Yine döndük başa. Seçimler bitti kimileri sevindi, kimileri üzüldü, kimileri de havlu attı. Bu seçimin kazananı henüz belli değil. İyi çalışan ipi göğüsleyecek. Ancak insanların neye göre oy verdikleri de çoğu kişiyi düşündürdü.

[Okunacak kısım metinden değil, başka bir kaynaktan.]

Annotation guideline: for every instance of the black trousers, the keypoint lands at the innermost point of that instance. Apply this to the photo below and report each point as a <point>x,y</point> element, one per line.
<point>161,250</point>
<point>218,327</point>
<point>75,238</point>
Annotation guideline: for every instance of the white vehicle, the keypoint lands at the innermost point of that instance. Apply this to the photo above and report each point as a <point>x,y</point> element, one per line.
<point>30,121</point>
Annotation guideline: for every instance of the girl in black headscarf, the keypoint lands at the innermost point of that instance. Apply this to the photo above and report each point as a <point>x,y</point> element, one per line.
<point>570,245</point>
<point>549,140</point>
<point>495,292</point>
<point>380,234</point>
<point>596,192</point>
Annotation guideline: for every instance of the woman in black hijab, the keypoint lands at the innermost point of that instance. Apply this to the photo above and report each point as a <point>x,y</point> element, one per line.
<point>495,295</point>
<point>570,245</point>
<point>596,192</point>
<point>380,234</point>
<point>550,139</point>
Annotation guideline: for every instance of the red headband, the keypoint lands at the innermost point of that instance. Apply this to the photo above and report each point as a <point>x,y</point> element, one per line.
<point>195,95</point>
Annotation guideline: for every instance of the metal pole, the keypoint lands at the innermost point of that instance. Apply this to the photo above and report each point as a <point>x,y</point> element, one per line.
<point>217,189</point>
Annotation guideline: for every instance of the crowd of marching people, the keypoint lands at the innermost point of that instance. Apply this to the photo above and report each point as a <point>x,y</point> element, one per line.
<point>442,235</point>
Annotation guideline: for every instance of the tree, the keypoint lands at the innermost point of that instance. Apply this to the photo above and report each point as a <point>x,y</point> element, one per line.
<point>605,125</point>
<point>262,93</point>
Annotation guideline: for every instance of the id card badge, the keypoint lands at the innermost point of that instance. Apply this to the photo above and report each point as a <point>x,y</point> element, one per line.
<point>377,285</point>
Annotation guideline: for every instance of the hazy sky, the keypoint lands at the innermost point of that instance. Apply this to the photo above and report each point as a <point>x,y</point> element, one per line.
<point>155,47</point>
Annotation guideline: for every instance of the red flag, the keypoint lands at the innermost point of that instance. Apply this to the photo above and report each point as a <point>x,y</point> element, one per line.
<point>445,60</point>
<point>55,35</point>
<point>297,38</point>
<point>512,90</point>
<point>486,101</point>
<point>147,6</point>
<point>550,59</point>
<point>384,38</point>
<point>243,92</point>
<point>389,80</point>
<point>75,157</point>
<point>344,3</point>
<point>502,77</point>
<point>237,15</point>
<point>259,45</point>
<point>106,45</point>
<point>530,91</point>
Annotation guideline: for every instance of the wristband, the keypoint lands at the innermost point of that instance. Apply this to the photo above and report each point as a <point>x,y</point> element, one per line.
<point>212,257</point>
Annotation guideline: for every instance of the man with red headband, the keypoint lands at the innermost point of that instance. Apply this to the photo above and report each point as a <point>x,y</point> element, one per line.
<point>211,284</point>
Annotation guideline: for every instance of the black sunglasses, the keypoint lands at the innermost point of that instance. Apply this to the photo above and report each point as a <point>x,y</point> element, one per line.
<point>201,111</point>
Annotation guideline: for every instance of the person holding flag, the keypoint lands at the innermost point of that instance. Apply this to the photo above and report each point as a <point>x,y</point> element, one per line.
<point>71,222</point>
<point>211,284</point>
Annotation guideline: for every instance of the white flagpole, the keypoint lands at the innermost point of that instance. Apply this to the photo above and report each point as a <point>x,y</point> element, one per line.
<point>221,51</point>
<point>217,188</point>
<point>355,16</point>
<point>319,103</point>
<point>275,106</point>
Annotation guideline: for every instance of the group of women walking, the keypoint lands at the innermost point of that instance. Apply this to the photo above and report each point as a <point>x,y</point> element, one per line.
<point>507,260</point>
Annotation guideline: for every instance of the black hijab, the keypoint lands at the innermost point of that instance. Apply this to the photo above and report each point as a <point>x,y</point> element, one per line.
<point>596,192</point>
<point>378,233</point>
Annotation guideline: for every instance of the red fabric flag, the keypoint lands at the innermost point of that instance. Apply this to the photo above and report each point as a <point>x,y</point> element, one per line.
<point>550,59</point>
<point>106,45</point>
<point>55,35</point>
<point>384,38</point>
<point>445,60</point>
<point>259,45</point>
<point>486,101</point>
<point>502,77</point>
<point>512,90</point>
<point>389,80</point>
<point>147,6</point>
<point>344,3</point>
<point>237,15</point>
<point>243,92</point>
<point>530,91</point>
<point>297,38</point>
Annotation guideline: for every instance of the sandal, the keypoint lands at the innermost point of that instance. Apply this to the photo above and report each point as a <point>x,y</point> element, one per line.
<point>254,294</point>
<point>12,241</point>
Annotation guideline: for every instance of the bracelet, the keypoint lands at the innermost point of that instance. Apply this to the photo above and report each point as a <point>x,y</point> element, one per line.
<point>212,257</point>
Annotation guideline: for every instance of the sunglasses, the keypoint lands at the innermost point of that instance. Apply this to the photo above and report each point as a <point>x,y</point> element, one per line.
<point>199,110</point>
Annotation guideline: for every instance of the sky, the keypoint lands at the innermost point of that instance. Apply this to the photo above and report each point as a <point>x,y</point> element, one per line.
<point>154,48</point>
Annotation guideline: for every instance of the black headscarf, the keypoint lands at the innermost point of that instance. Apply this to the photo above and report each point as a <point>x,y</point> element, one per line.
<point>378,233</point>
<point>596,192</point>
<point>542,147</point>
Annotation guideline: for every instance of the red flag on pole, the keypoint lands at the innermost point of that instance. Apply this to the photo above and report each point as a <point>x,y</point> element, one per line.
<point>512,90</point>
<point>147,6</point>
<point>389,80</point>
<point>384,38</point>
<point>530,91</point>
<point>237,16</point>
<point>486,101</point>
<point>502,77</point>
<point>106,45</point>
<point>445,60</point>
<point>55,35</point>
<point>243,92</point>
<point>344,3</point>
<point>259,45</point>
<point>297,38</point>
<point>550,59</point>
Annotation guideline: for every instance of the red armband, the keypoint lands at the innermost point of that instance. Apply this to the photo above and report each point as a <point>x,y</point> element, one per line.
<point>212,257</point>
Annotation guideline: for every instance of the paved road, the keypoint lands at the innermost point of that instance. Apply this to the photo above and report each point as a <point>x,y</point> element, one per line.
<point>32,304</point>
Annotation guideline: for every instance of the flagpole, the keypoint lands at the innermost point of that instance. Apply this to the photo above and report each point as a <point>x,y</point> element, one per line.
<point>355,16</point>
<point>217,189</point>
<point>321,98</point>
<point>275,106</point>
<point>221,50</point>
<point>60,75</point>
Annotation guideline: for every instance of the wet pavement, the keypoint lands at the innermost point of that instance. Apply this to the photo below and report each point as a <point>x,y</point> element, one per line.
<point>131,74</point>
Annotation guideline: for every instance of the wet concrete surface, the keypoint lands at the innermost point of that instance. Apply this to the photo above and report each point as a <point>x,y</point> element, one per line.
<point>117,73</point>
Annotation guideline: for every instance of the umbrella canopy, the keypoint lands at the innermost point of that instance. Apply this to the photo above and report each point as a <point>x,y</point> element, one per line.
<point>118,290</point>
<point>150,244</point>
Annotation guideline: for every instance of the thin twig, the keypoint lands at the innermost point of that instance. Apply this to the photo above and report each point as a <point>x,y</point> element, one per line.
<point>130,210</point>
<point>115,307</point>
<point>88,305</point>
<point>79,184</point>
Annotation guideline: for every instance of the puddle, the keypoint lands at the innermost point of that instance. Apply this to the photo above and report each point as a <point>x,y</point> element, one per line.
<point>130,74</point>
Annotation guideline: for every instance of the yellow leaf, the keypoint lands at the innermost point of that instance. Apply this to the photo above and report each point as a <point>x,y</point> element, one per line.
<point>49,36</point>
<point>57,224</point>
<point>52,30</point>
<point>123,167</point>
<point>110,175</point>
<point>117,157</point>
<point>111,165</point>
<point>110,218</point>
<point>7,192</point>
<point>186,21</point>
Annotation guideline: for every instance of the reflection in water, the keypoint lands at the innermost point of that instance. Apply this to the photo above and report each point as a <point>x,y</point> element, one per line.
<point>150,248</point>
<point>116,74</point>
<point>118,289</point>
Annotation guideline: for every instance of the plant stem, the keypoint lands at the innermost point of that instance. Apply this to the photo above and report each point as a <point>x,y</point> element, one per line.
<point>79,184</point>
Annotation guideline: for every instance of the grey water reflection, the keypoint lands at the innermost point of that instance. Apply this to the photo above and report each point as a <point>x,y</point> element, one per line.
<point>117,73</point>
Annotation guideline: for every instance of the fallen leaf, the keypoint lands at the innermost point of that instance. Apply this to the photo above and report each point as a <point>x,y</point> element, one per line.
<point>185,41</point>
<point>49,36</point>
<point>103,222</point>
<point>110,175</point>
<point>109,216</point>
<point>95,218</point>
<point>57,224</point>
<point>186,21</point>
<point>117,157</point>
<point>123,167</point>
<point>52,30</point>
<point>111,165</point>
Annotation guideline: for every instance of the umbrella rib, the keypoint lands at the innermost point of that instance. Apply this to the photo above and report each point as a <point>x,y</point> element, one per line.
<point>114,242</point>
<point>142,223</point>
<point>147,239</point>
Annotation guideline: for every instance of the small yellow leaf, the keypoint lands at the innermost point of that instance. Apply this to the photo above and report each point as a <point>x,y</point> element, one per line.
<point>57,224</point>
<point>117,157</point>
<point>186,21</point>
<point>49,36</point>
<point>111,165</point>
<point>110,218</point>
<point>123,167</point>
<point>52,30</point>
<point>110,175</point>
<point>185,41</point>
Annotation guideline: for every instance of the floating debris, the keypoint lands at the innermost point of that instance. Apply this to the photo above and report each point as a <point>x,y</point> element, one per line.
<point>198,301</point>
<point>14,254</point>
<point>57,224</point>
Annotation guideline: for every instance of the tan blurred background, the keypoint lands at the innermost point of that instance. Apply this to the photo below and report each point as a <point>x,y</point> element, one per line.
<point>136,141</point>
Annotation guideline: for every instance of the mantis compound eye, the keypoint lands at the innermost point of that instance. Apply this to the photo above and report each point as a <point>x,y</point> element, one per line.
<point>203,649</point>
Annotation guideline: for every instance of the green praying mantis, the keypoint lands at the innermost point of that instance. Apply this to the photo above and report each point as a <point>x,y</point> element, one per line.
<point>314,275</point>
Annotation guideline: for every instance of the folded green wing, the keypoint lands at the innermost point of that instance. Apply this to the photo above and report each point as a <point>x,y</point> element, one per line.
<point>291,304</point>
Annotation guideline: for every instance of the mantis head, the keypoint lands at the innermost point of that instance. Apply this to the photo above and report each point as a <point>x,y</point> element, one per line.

Öncelikle yurtdışı oyları ,buralarda yaşayan insanlara gelin burada yaşayın, hastaneye gidin, işlerinizi takip edin, bir ev kiralayın , şöyle altı ay yaşayın desek ne yaparlardı acaba, dışarda yaşayan vatandaşlarımızın ülke adına karar vermeleri saçma değil mi? Sevine sevine ülkesine dönüp de altı ay sonra burada yaşanmaz diye geri gidenleri çok gördük. Her zaman her yerde hiç bir şey göründüğü gibi değildir yaşamak gerekir.
Peki şimdi ne olacak? Muharrem İnce’nin Türkiye için, Vatanım için, ayrılıyorum demesi pek inandırıcı olmadı ,yine kendine inananları yarı yolda bıraktı. Oyları kime gitti bilmiyorum. Sinan Oğan derseniz , karar koltuğuna oturdu , oturdu da ona oy verenler onun istediğine oy verecek mi? Yoksa farklı tercih mi yapacaklar ? Sinan Oğan’da istediğini alıp kenara mı çekilecek.
Eskiden oy verirken , particilik ön planda olurdu. Şimdi daha objektif düşünenler parti algısını kaldırdı. Ne hizmet verecek? Ne kadar dürüstler? Ekonomik, sosyal, adalet, anlayacağınız her yönüyle değerlendirmektedirler. Bencilce çıkarlar için oy kullananlar hariç. Önce yaşananları düşünün , sonra oy kullanın.
Kadınlarımıza, genç kızlarımıza tekrar söylemek isterim. Oy verirken sizlerde haklarınızı düşünerek oy verin. Bugüne kadar kadınları hiç bir parti gerçek anlamda düşünmedi. Ne kadınları ne de çocuklarımızı, gençlerimizi. Kadını ikinci sınıf olarak gören haklarınızı savunmayan kadın ölümlerine karşı kesin karar alamayan kişilere oy vermemeliyiz. Kendimiz için çocuklarımız için.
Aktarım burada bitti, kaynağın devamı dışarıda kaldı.